Dieser Befund treffe auch auf Österreich zu, erklärte Ulrike Königsberger-Ludwig (S), die die Einrichtung
von Primärversorgungszentren als einen wichtigen Lösungsansatz sah. Planungsschwierigkeiten ergeben sich
auch dadurch, dass die Verwaltung der Krankenhäuser den Ländern obliege und dass die Gesundheitsministerin
nur über 3 Mrd. € des insgesamt 27 Mrd. € umfassenden Gesundheitsbudgets verfügen könne. Ihr Fraktionskollege
Johann Hechtl (S) informierte die deutschen Gäste über die Vorteile der Elektronischen Gesundheitsakte
(ELGA) und der e-Card für die PatientInnen. Sehr wichtig sei auch die Einführung der e-Medikation, weil
damit gefährliche Wechselwirkungen von Arzneistoffen vermieden werden können, erklärte ÖVP-Mandatarin
Martina Diesner-Wais. Um die Versorgung im ländlichen Raum zu verbessern, wurden bereits einige Maßnahmen
ergriffen, wie etwa die Schaffung von Gruppenpraxen oder die Absicherung der Hausapotheken.
Einen kritischeren Blick auf das heimische Gesundheitswesen warf Andreas Karlsböck (F), der von einem schwer
durchschaubaren bürokratischen Dickicht sprach. Er verstehe auch bis heute nicht, warum ÄrztInnen keine
anderen ÄrztInnen anstellen dürfen. Was die Primärversorgungszentren betrifft, so bemängelte
er den Ausschluss der MedizinerInnen aus diesem Prozess, denen nur mehr eine beratende Stimme eingeräumt werde.

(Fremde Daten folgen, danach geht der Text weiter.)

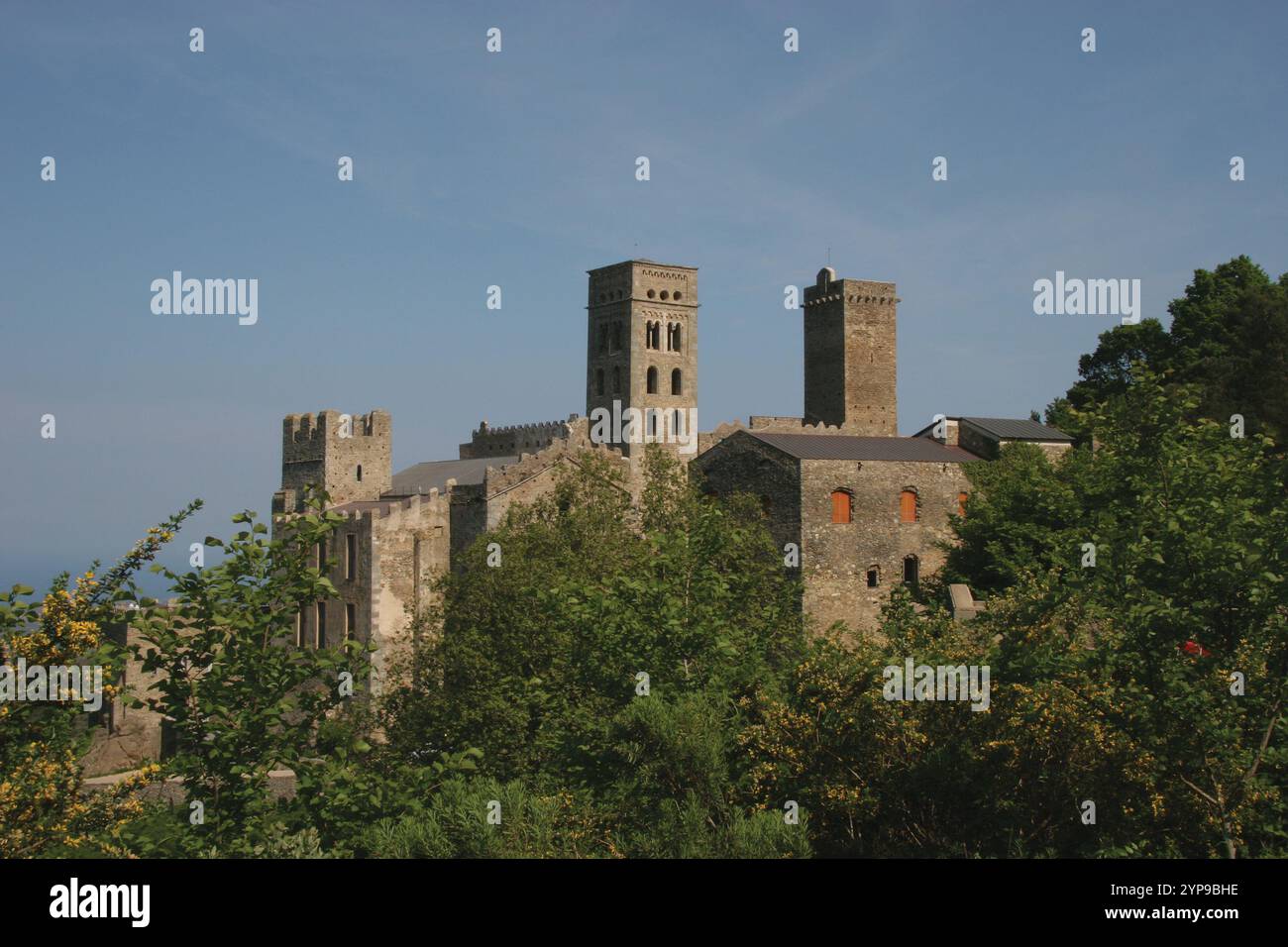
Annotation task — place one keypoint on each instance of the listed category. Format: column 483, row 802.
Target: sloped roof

Außerdem befürchtete er eine Verstaatlichung der Strukturen. Auch NEOS-Mandatar Gerald Loacker sah durch
die Vorhaben der Regierung den freien Arztberuf gefährdet. Eva Mückstein von den Grünen hielt es
vor allem für wichtig, die nicht-ärztlichen Gesundheitsberufe zu stärken und ihnen eine entsprechenden
Stellenwert einzuräumen. Durch eine Verlagerung von Leistungen in diesen Sektor würde man die MedizinerInnen
entlasten und zugleich für mehr Qualität sorgen, war sie sicher. Die e-card wiederum bringe zu wenig
Nutzen für die PatientInnen, da sie etwa die in Impf- oder Radiologiepässen enthaltenen Informationen
speichern sollte. Aus Datenschutzgründen sprach sie sich aber gegen ein zentrales Register aus.